Why turn images into a PDF
Application portals, HR systems, visa forms and university websites almost always ask for “a single PDF” — yet your phone hands you a folder full of separate JPG files. This tool bridges that gap: pick several JPG, PNG or WebP images, arrange them in the right order, and download one PDF with one page per image.
Everything runs locally in your browser. Your photos are never uploaded to any server, which makes this safe even for sensitive paperwork such as passports, ID cards, signed contracts or academic transcripts.
How it works
- Drag your images onto the drop area, or click “Choose images” and select several at once.
- Arrange them with the up and down buttons — the first item in the list becomes page 1. You can also remove a single image without starting over.
- Pick a page size and hit “Convert to PDF”. The file
images.pdfdownloads immediately.
Fit to image or A4 portrait?
- Fit to image makes each PDF page exactly the size of the photo — no white borders, no distortion. Best for screenshots and documents that will be read on screen.

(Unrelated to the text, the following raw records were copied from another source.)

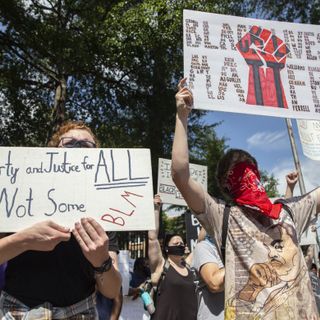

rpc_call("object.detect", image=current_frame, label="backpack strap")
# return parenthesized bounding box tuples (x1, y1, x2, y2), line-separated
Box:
(274, 199, 294, 222)
(221, 204, 231, 265)
(156, 259, 170, 296)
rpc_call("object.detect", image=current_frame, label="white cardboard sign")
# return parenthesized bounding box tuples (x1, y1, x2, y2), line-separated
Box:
(157, 158, 207, 206)
(0, 147, 154, 232)
(184, 10, 320, 120)
(297, 119, 320, 160)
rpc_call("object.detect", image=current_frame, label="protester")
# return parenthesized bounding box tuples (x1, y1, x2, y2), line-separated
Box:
(119, 257, 150, 320)
(148, 194, 197, 320)
(192, 228, 224, 320)
(0, 121, 122, 319)
(171, 78, 320, 319)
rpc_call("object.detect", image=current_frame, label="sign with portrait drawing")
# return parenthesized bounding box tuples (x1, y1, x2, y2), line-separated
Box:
(0, 147, 154, 232)
(184, 10, 320, 120)
(157, 158, 207, 206)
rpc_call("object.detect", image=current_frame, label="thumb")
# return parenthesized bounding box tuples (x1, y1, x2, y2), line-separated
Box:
(48, 221, 71, 233)
(47, 221, 71, 241)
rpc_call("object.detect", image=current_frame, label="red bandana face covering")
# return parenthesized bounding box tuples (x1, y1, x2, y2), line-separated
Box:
(225, 161, 282, 219)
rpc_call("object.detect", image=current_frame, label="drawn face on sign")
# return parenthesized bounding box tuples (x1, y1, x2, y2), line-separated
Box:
(263, 223, 300, 282)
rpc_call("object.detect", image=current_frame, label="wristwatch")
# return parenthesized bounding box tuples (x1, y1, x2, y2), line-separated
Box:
(92, 256, 113, 274)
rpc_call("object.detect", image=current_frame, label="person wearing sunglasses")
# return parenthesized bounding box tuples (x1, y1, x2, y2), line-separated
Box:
(0, 121, 122, 319)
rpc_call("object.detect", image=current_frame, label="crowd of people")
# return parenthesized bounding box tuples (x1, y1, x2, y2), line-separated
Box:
(0, 80, 320, 319)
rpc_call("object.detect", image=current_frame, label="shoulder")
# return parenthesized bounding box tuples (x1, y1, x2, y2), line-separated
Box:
(193, 240, 223, 269)
(279, 191, 317, 215)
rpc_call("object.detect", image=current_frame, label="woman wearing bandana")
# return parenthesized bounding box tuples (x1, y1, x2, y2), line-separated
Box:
(148, 194, 197, 320)
(171, 78, 320, 320)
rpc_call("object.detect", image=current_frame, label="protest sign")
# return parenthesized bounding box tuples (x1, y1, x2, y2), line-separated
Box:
(185, 210, 201, 252)
(297, 119, 320, 160)
(184, 10, 320, 120)
(157, 158, 207, 206)
(0, 147, 154, 232)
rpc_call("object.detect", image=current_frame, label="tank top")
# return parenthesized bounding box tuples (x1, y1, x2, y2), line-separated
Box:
(152, 264, 197, 320)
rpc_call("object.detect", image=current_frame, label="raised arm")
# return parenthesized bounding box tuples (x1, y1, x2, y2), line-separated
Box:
(148, 194, 164, 275)
(171, 78, 205, 214)
(285, 171, 298, 198)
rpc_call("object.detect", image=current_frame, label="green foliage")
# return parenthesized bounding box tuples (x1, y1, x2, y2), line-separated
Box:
(162, 211, 186, 240)
(244, 0, 320, 24)
(260, 170, 280, 198)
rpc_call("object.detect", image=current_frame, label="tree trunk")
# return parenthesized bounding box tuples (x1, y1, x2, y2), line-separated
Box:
(46, 77, 67, 144)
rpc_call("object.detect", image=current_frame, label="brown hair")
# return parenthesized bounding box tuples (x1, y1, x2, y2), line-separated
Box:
(216, 148, 257, 197)
(47, 121, 100, 147)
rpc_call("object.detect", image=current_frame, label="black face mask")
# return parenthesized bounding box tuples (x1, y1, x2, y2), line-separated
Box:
(166, 245, 185, 256)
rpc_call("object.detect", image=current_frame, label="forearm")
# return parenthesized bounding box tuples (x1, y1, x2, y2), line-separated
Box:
(148, 207, 160, 240)
(206, 268, 225, 293)
(0, 232, 30, 264)
(96, 265, 122, 299)
(110, 290, 123, 320)
(171, 112, 190, 187)
(285, 185, 294, 198)
(148, 238, 164, 273)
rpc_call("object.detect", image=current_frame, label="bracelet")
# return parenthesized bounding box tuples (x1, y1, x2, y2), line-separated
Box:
(92, 256, 113, 274)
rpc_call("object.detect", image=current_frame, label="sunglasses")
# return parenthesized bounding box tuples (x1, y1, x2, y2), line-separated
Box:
(59, 137, 96, 148)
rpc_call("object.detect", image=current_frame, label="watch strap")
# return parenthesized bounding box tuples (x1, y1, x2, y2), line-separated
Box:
(93, 256, 113, 274)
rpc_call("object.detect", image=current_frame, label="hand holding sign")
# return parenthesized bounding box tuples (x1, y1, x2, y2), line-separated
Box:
(73, 217, 109, 268)
(21, 220, 71, 251)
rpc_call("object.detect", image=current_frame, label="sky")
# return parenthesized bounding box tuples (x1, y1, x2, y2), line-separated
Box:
(204, 111, 320, 196)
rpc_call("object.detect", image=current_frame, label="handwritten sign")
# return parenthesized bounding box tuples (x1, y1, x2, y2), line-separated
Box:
(184, 10, 320, 120)
(157, 158, 207, 206)
(185, 211, 201, 252)
(0, 147, 154, 232)
(297, 119, 320, 160)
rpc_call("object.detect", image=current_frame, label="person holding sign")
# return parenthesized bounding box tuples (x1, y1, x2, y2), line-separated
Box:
(171, 78, 320, 319)
(0, 121, 122, 319)
(148, 194, 197, 320)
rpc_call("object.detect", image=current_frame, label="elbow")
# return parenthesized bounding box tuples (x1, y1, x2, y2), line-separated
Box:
(206, 270, 225, 293)
(101, 272, 122, 299)
(171, 166, 187, 190)
(207, 280, 224, 293)
(104, 282, 122, 299)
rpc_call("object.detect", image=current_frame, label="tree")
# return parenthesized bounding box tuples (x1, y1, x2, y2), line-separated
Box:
(0, 0, 242, 190)
(243, 0, 319, 24)
(0, 0, 121, 144)
(260, 170, 280, 198)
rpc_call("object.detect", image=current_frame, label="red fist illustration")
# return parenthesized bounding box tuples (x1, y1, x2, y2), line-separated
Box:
(236, 26, 290, 108)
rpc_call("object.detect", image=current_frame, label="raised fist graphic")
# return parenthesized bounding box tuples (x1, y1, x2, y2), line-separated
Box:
(236, 26, 290, 108)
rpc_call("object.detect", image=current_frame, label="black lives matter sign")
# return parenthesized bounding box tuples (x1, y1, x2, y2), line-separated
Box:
(184, 10, 320, 120)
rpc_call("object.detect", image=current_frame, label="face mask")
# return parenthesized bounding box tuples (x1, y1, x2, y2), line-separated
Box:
(166, 245, 185, 256)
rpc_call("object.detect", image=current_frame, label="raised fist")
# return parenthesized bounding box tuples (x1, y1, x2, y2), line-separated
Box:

- A4 portrait places every image on a standard A4 page (595 × 842 points), centred and scaled to fit with a small margin. Choose this when the PDF will be printed, or when a form explicitly demands A4 pages.
A concrete example
Say a scholarship application asks for your cover letter, your ID and your transcript as a single attachment. You photograph all three with your phone, drop letter.jpg, id.jpg and transcript.jpg into the tool, move the letter to the top so it becomes page 1, select A4 portrait so the pages print uniformly, and click convert. Seconds later you have a three-page images.pdf ready to upload — no app installed, no account created, no watermark added.
Quality: images are embedded, not recompressed
JPG and PNG files are copied into the PDF byte for byte. There is no second round of compression, so the output looks exactly like the original photo — text on photographed documents stays as sharp as it was. WebP is the one exception: the PDF format has no native WebP support, so the tool first converts it to PNG, which is a lossless step, before embedding it.
Frequently asked questions
How many images can I convert at once?
There is no hard-coded cap — the practical limit is your device’s memory, since your browser does all the work. Dozens of phone photos are no problem on any modern machine; for hundreds of large camera files, split the job into two or three PDFs. Each individual file can be up to 100 MB.
Can I control the page order?
Yes. The list order is the page order: use the up and down arrows next to each file to rearrange them, or remove one image without clearing the whole list.
Does it accept HEIC photos from an iPhone?
Not yet — most browsers cannot decode HEIC. The quick fix is to make the iPhone shoot or export JPG instead (Settings, Camera, Formats, “Most Compatible”), or share the photo via Mail, which converts it automatically. A dedicated HEIC to JPG tool is on our roadmap.
How big will the resulting PDF be?
Roughly the combined size of your images plus a few KB of PDF structure. Because nothing is recompressed, three 2 MB photos produce a PDF of about 6 MB. If you need a lighter file, shrink or compress the images before converting them.
Is it safe for personal documents?
Yes — because the files never leave your computer. The conversion runs entirely inside your browser with JavaScript, with no upload step at all. You can verify it yourself: turn off your Wi-Fi and the tool keeps working exactly the same.